The CRISPR/Cas9 system can also be used without repair template. This forces cells to repair the double strand break by non-homologous end joining (NHEJ), an error-prone process. At the cleavage site nucleotides are randomly added and removed during repair resulting in deletions, substitutions and insertions. This stochastically produces a shift of the translational frame in the gene, ablating the gene product’s function. For this strategy gRNAs were designed using the Broad Institute’s Genetic Perturbation Platform (GPP) online tool. Off-target effects were predicted using the program CCTOP. The most promising candidates were inserted into Cas9 (S. pyogenes) plasmids either by class-II restriction enzyme cloning of dsDNA oligomers or by site-directed mutagenesis PCR. Two selection markers, GFP (Cas9-GFP provided by Reth Lab at BIOSS, originally Zhang Lab at MIT) and puromycin resistance (lenti-Cas-puro-v2, provided by Cathomen Lab at CTC, originally Zhang Lab at MIT) were tested.

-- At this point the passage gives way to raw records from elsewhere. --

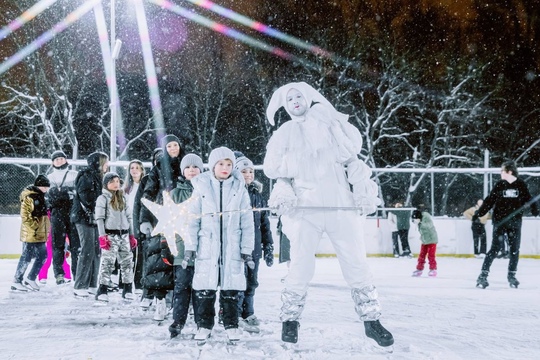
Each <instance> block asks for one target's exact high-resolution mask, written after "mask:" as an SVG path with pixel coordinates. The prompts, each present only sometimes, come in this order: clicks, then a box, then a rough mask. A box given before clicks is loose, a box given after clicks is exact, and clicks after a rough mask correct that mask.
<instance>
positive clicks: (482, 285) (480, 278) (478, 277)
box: [476, 270, 489, 289]
mask: <svg viewBox="0 0 540 360" xmlns="http://www.w3.org/2000/svg"><path fill="white" fill-rule="evenodd" d="M488 274H489V271H487V270H482V272H481V273H480V275H479V276H478V279H476V287H481V288H482V289H485V288H487V287H488V286H489V283H488V282H487V276H488Z"/></svg>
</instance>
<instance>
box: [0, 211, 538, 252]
mask: <svg viewBox="0 0 540 360" xmlns="http://www.w3.org/2000/svg"><path fill="white" fill-rule="evenodd" d="M270 222H271V225H272V226H271V228H272V231H273V235H274V249H275V250H274V252H275V254H276V255H277V254H279V238H278V236H277V234H276V229H277V218H276V217H271V218H270ZM433 223H434V225H435V228H436V229H437V234H438V237H439V243H438V245H437V256H452V257H472V256H473V240H472V231H471V222H470V221H469V220H467V219H465V218H448V217H434V218H433ZM20 226H21V218H20V216H18V215H4V216H0V229H1V230H0V258H18V257H19V256H20V254H21V249H22V247H21V243H20V241H19V232H20ZM492 229H493V226H492V223H491V221H488V223H487V225H486V232H487V243H488V250H489V248H490V246H491V238H492V236H491V233H492ZM364 237H365V245H366V253H367V255H368V256H381V257H385V256H392V234H391V231H390V227H389V224H388V220H387V219H379V218H368V219H366V223H365V233H364ZM409 244H410V246H411V251H412V252H413V254H415V255H417V254H418V253H419V252H420V245H421V242H420V234H419V233H418V228H417V226H416V225H414V224H411V230H410V231H409ZM317 256H318V257H333V256H335V252H334V248H333V246H332V244H331V243H330V240H329V239H328V238H327V237H326V236H323V238H322V239H321V241H320V242H319V244H318V246H317ZM520 257H522V258H537V259H540V219H539V218H533V217H525V218H523V227H522V231H521V248H520Z"/></svg>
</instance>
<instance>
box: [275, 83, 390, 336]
mask: <svg viewBox="0 0 540 360" xmlns="http://www.w3.org/2000/svg"><path fill="white" fill-rule="evenodd" d="M281 107H284V108H285V110H286V111H287V113H288V114H289V115H290V117H291V120H290V121H287V122H285V123H283V124H282V125H281V126H280V127H279V129H277V130H276V131H274V133H273V134H272V137H271V138H270V140H269V142H268V145H267V148H266V149H267V152H266V156H265V159H264V172H265V174H266V176H267V177H269V178H271V179H276V183H275V185H274V188H273V190H272V193H271V195H270V199H269V201H268V203H269V205H270V206H271V207H275V208H277V209H278V214H280V215H282V216H281V222H282V224H283V232H284V233H286V234H287V237H288V238H289V239H290V242H291V254H290V255H291V256H290V257H291V263H290V268H289V272H288V275H287V278H286V280H285V288H284V289H283V291H282V294H281V298H282V301H283V306H282V308H281V315H280V319H281V321H282V336H281V338H282V340H283V341H285V342H291V343H296V342H297V341H298V328H299V320H300V316H301V314H302V311H303V309H304V306H305V303H306V294H307V290H308V286H309V282H310V281H311V279H312V277H313V274H314V270H315V262H316V261H315V251H316V249H317V244H318V242H319V241H320V239H321V237H322V235H323V233H326V234H327V235H328V237H329V239H330V241H331V242H332V244H333V246H334V248H335V249H336V253H337V256H338V259H339V261H340V266H341V269H342V273H343V276H344V278H345V280H346V281H347V283H348V284H349V286H350V287H351V295H352V298H353V302H354V306H355V310H356V312H357V313H358V316H359V318H360V320H361V321H363V322H364V328H365V333H366V336H368V337H369V338H372V339H374V340H375V341H376V342H377V343H378V344H379V345H381V346H390V345H392V344H393V343H394V338H393V336H392V334H391V333H390V332H389V331H388V330H386V329H385V328H384V327H383V326H382V325H381V323H380V321H379V318H380V316H381V306H380V303H379V300H378V293H377V289H376V288H375V286H374V285H373V279H372V274H371V271H370V269H369V266H368V264H367V261H366V250H365V244H364V240H363V233H364V229H363V224H364V222H365V216H366V215H367V214H370V213H373V212H375V211H376V209H377V205H378V204H379V203H380V199H378V197H377V194H378V187H377V185H376V184H375V182H373V181H372V180H371V179H370V177H371V169H370V168H369V167H368V166H367V165H366V164H365V163H364V162H363V161H362V160H360V159H359V158H358V154H359V153H360V151H361V148H362V137H361V135H360V132H359V131H358V129H356V128H355V127H354V126H353V125H351V124H350V123H349V122H348V115H345V114H342V113H340V112H338V111H336V109H335V108H334V107H333V106H332V105H331V104H330V103H329V102H328V100H327V99H326V98H324V97H323V96H322V95H321V94H320V93H319V92H317V91H316V90H315V89H314V88H313V87H311V86H310V85H308V84H306V83H304V82H301V83H290V84H287V85H284V86H282V87H280V88H279V89H277V90H276V91H275V92H274V94H273V95H272V98H271V99H270V103H269V105H268V108H267V110H266V115H267V118H268V121H269V122H270V124H272V125H273V124H274V115H275V113H276V112H277V110H278V109H279V108H281ZM351 185H352V187H353V191H351V188H350V186H351ZM296 206H299V207H318V208H324V207H357V208H358V209H361V212H362V214H359V213H357V212H355V211H343V210H327V211H325V210H320V209H319V210H297V209H295V207H296Z"/></svg>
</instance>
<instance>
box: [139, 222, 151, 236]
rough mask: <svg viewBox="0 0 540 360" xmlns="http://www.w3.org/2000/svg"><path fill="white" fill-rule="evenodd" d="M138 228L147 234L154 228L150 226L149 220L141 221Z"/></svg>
mask: <svg viewBox="0 0 540 360" xmlns="http://www.w3.org/2000/svg"><path fill="white" fill-rule="evenodd" d="M139 230H141V232H142V233H143V234H144V235H148V234H151V233H152V230H154V228H153V227H152V224H150V223H149V222H143V223H141V225H140V226H139Z"/></svg>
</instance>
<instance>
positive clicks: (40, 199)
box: [20, 185, 51, 243]
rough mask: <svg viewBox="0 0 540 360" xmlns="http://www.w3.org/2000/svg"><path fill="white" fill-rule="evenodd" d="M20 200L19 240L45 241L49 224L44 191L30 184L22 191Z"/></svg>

Approach 3: RNA Interference

Another technique to inhibit gene expression is RNA interference, where translation is inhibited by antisense RNA binding to target mRNA. This prevents association of the translational machinery and therefore protein production. Our approach involved stable lentiviral transduction of such short hairpin RNA (shRNA) into cells to obtain continuous downregulation of HIF1α mRNA, as opposed to an only transiently decreased expression level caused by treatment with the RNA molecule itself. These shRNAs rely on the endogenous processing mechanisms of cellular regulatory RNA. The endo-ribonuclease Dicer cuts off the hairpin of the palindromic transcript and the dsRNA forms together with several proteins the so-called RNA-induced silencing complex (RISC). It unwinds the dsRNA producing active RNA complementary to the target mRNA. Since the eradication of HIF1A gene product in our project serves to allow control of this gene’s expression by a synthetic construct, it is crucial that the designed shRNA sequences are complementary to endogenous mRNA but not that of the introduced gene. Therefore, untranslated regions of this transcript were used as target for shRNA sequence design. Some sequences were obtained from research group Zuber in Vienna, others designed with GPP as for the CRISPR experiment. The lentiviral transfer plasmid into which shRNA sequences were cloned contained cyan fluorescent protein (CFP) and neomycin resistance markers.